Nous faisons en plus de ces deux « due diligence » de l’analyse quantitative/statistique sur les performances passées. Ce sont donc trois équipes différentes et trois rapports différents qui permettent à nos Portfolio Managers de prendre les décisions d’investir dans des ‘hedge funds’. Nous avons des contacts très réguliers avec eux, notamment en allant les visiter sur place plusieurs fois par an, que ce soit à Londres, à New York ou en Asie. 

Donc, oui, de loin, ça paraît effectivement assez opaque et compliqué. Mais quand on a fait ça depuis plus de 40 ans, et surtout qu’on a investi depuis 40 ans dans les ‘hedge funds’, on les comprend bien.

Messieurs Notz et Stucki ont eu la chance et le flair d’investir avec Georges Soros au début des années 70, et qui est devenu, depuis, le ‘hedge fund manager’ qui a connu le plus de succès. Ils ont été, avec d’autres partenaires en Suisse, les pionniers des fonds de ‘hedge funds’.

 

>> Où se situe Maurice à l’échelle internationale par rapport à l’industrie des ‘hedge funds’ ?

Il y a très peu de ‘hedge funds’ qui investissent sur la Bourse mauricienne. Plus le marché local va se développer, plus le marché va devenir liquide et plus certains ‘hedge funds’ vont investir dans la Bourse locale au niveau des actions, mais aussi à terme au niveau des obligations. Dans la région, il existe un certain nombre de ‘hedge funds’ en Afrique du Sud, qui traitent le marché local. Il y a des ‘hedge funds’ qui investissent dans l’Afrique subsaharienne. Il existe, dans la région, peu d’investisseurs dans les ‘ hedge funds’. Il y en a eu en 2008, et certains ont été déçus. On est persuadé que, même dans la région, l’intérêt pour les ‘hedge funds’ ne va que grandir dans les mois et les années à venir.

 

>> Parlez-nous de Notz Stucki Origins, et de votre stratégie qui, à ce qu’on comprend, est principalement régionale.
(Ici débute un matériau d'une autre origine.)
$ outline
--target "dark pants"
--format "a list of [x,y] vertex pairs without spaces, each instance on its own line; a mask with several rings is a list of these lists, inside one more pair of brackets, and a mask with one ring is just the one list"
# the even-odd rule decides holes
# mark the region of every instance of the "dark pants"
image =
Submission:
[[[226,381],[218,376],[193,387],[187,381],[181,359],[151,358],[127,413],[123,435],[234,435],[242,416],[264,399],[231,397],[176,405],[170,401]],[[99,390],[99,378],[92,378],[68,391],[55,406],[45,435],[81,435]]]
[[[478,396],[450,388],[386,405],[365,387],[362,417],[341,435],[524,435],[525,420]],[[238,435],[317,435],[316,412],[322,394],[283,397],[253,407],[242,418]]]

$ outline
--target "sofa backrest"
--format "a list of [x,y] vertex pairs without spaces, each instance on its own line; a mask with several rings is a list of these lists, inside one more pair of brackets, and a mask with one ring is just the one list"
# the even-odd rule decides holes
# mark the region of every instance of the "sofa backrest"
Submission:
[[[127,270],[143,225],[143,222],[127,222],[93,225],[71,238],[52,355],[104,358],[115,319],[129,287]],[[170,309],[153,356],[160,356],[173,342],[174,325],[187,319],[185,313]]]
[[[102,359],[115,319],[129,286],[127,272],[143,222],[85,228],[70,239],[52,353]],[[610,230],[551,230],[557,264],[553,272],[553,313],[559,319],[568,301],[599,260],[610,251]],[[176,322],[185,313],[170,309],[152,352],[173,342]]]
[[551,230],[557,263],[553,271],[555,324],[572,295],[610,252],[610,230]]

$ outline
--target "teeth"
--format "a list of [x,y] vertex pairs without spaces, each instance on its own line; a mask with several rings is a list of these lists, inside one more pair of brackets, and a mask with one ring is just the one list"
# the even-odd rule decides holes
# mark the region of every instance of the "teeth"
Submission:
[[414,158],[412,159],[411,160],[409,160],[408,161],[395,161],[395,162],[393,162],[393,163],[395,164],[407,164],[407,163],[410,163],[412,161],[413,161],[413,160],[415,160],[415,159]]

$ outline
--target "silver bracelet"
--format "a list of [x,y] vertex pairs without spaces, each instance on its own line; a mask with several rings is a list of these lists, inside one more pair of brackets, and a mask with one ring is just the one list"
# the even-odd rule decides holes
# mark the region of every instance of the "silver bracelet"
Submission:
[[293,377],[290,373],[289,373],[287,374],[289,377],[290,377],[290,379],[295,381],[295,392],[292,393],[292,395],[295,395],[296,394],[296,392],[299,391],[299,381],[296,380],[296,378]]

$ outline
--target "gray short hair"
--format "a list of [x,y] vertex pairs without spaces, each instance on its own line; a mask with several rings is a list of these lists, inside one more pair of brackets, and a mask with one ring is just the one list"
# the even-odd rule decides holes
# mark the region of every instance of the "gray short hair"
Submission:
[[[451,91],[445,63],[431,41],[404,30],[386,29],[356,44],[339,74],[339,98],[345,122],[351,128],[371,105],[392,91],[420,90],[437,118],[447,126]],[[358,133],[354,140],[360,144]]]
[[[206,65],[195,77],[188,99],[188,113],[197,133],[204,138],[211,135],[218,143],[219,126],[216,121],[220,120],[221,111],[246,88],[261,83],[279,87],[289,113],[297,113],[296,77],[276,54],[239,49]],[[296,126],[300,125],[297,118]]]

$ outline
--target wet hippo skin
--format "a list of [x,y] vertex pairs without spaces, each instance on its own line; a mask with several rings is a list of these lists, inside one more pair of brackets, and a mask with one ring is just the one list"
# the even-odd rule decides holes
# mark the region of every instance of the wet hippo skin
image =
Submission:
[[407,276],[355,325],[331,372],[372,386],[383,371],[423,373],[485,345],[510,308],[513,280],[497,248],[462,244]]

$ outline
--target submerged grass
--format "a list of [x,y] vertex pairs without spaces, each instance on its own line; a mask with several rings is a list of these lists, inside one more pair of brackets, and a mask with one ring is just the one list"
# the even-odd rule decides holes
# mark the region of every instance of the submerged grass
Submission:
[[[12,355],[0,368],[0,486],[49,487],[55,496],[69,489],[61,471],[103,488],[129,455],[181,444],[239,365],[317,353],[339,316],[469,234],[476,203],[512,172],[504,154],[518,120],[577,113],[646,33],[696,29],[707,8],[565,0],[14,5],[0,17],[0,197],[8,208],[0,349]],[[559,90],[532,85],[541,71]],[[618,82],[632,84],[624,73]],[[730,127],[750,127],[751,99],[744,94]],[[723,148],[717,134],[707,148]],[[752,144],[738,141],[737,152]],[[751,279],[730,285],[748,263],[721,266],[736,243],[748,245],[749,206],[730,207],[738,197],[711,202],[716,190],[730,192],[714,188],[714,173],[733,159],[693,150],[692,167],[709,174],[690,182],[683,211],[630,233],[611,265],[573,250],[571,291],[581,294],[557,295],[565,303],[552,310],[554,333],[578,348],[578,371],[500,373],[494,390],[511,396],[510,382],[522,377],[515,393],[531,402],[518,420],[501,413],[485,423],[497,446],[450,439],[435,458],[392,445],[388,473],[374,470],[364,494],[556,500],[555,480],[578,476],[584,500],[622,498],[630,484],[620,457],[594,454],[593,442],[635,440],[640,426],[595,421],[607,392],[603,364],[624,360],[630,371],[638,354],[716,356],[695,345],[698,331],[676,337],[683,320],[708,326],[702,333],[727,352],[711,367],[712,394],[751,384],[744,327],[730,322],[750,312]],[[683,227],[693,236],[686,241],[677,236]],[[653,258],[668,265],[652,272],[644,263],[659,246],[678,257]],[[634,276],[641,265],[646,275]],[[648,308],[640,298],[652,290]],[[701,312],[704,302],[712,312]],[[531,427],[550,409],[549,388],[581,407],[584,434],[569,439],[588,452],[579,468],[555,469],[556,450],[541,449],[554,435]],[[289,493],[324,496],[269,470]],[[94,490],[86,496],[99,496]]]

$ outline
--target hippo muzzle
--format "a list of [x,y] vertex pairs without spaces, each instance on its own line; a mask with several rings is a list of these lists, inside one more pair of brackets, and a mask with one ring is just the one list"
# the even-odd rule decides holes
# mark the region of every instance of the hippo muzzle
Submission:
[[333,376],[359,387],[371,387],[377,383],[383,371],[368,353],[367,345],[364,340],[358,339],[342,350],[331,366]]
Notz Stucki Origins est une ‘joint-venture’ entre le groupe Notz Stucki (USD 9 milliards d’actifs sous gestion) et Origins Limited, le ‘family office’ de M. Gauthier Ismail. En tant que société de gestion indépendante, nous gérons de la clientèle locale et régionale et proposons à nos clients de réinvestir une partie de leurs avoirs dans leurs pays d’ «Origins ».